BBS: Bi-directional Bit-level Sparsity for Deep Learning Acceleration
Yuzong Chen, Jian Meng, Jae-sun Seo, Mohamed S. Abdelfattah
TL;DR
This work introduces Bi-directional Bit-level Sparsity (BBS), a symmetry-aware approach that prunes either zero- or one-bits in bit-serial DNN computations to achieve at least 50% bit sparsity, preserving all 8-bit quantization levels and enabling efficient binary pruning. Coupled with a hardware co-design, BitVert, the method achieves substantial model compression and up to 3.03× speedup with 2.44× energy savings across seven DNN benchmarks, while maintaining negligible accuracy loss. The authors show that balancing bit sparsity across weight groups mitigates load imbalance, and they demonstrate favorable scalability and applicability to transformer and language models, including Llama-3-8B, outperforming value-sparsity and PTQ baselines.

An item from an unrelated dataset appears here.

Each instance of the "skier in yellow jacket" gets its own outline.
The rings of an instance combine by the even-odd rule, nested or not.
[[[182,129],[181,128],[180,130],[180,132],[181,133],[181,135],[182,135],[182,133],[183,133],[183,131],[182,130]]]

Overall, BBS presents a practical, data-free compression pathway that leverages bit-level redundancy for efficient bit-serial acceleration in DNNs and LLMs.
Abstract
Bit-level sparsity methods skip ineffectual zero-bit operations and are typically applicable within bit-serial deep learning accelerators. This type of sparsity at the bit-level is especially interesting because it is both orthogonal and compatible with other deep neural network (DNN) efficiency methods such as quantization and pruning. In this work, we improve the practicality and efficiency of bitlevel sparsity through a novel algorithmic bit-pruning, averaging, and compression method, and a co-designed efficient bit-serial hardware accelerator. On the algorithmic side, we introduce bidirectional bit sparsity (BBS). The key insight of BBS is that we can leverage bit sparsity in a symmetrical way to prune either zero-bits or one-bits. This significantly improves the load balance of bit-serial computing and guarantees the level of sparsity to be more than 50%. On top of BBS, we further propose two bit-level binary pruning methods that require no retraining, and can be seamlessly applied to quantized DNNs. Combining binary pruning with a new tensor encoding scheme, BBS can both skip computation and reduce the memory footprint associated with bi-directional sparse bit columns. On the hardware side, we demonstrate the potential of BBS through BitVert, a bitserial architecture with an efficient PE design to accelerate DNNs with low overhead, exploiting our proposed binary pruning. Evaluation on seven representative DNN models shows that our approach achieves: (1) on average 1.66$\times$ reduction in model sizewith negligible accuracy loss of < 0.5%; (2) up to 3.03$\times$ speedupand 2.44$\times$ energy saving compared to prior DNN accelerators.